Biden’s $1.2 trillion Bipartisan Infrastructure Law, or the Infrastructure Investment and Jobs Act (IIJA), passed on November 15, 2021.
Here’s a breakdown of what the IIJA invests in:
Roads, bridges, and major projects
Public transit
- Will replace yellow school buses with American-made, zero-emission buses
Creates 700,000 new jobs a year
Eliminates dangerous lead pipes and expand access to clean drinking water
Ensures 100% of Americans have access to reliable high-speed internet
Climate crisis
- Creates network of Electric Vehicle chargers
- Investments in clean energy
- Protects against droughts, floods, and wildfires
- Addresses pollution
- Modernizes nation’s airports, ports, and waterways
Here’s a breakdown of different ways that the IIJA will be paid for:
Unused Covid funds
Delaying the Medicare Part D rebate rule
Unused enhanced federal UI supplement
Spectrum auctions
Expected economic growth from return on investment from long-term infrastructure projects
Cryptocurrency reporting
Fees on Government Sponsored Enterprises (GSEs)
Superfund fees
Mandatory sequester
Extending customs user fees
Sales from Strategic Petroleum Reserve
Reducing Medicare spending on discarded medicine
Interest rate smoothing for defined benefit pensions
The bottom line: these proposals to pay for the IIJA will not increase taxes for Americans.
Research suggests that infrastructure investment reduces the unemployment rate, and the IIJA authorizes $550 billion in infrastructure spending over the next five years.
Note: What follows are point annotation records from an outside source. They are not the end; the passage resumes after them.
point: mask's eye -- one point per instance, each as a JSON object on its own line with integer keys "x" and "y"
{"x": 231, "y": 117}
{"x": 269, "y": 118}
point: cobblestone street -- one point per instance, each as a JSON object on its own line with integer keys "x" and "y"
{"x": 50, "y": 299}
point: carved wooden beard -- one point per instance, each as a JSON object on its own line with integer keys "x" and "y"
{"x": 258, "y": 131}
According to the Congressional Research Service, “Economists generally agree that this investment will produce small but positive gains to growth in the U.S. economy over the next decade.”
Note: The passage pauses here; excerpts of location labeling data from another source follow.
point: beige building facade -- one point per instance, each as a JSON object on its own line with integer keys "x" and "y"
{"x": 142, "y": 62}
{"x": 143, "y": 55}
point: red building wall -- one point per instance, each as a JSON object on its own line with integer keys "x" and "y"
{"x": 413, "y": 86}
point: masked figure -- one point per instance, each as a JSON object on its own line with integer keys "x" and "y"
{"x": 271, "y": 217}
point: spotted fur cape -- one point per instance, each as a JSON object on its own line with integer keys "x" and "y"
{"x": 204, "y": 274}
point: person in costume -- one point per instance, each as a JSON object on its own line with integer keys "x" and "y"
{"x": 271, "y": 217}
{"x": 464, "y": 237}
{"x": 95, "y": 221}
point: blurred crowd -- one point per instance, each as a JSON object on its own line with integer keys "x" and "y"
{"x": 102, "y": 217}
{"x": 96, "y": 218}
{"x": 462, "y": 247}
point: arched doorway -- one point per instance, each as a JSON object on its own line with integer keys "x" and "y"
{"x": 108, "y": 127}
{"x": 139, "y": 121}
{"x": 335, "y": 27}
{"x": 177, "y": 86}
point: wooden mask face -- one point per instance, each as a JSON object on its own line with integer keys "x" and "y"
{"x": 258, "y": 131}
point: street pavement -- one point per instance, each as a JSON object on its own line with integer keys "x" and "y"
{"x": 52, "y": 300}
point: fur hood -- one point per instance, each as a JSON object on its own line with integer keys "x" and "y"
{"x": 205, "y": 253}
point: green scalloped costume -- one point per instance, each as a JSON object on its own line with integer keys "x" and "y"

To break down the effects further, let’s first look at the impact the IIJA will have on economic output (usually measured by GDP). If the investment will be financed using deficit spending, then in the short-term, economic output will increase directly and indirectly as the government invests in infrastructure projects. About 60 percent of the IIJA is likely to be financed from deficit spending, according to the Congressional Budget Office. Meaning, in the short-run, the IIJA is economically beneficial.
The long-run effects on economic output are a little bit more difficult to assess. Usually in the long-term, “crowding out” of private investment occurs. To finance deficit spending, which is how 60 percent of the IIJA is predicted to be financed, governments need to borrow. Borrowing generally increases interest rates. As a result, private investment decreases. Meaning, in the long-run, the deficit-financed portion of the IIJA may impose costs to economic output by replacing some private investment.
What are the effects between economic output and employment? Okun’s Law suggests that increased economic growth leads to increased employment and vice versa. In the short-run, employment will increase. If economic output decreases in the long-run, then according to Okun’s law, employment should decrease. However, many economists agree on one thing: the IIJA will produce some long-term gains.
One analysis of the short-term and long-term macroeconomic effects of the IIJA performed by Moody’s Analytics (Figure 4 below) found that growth from the IIJA between 2020-2031 is small but positive. Meaning, if you apply Okun’s Law, employment should increase in the long-run.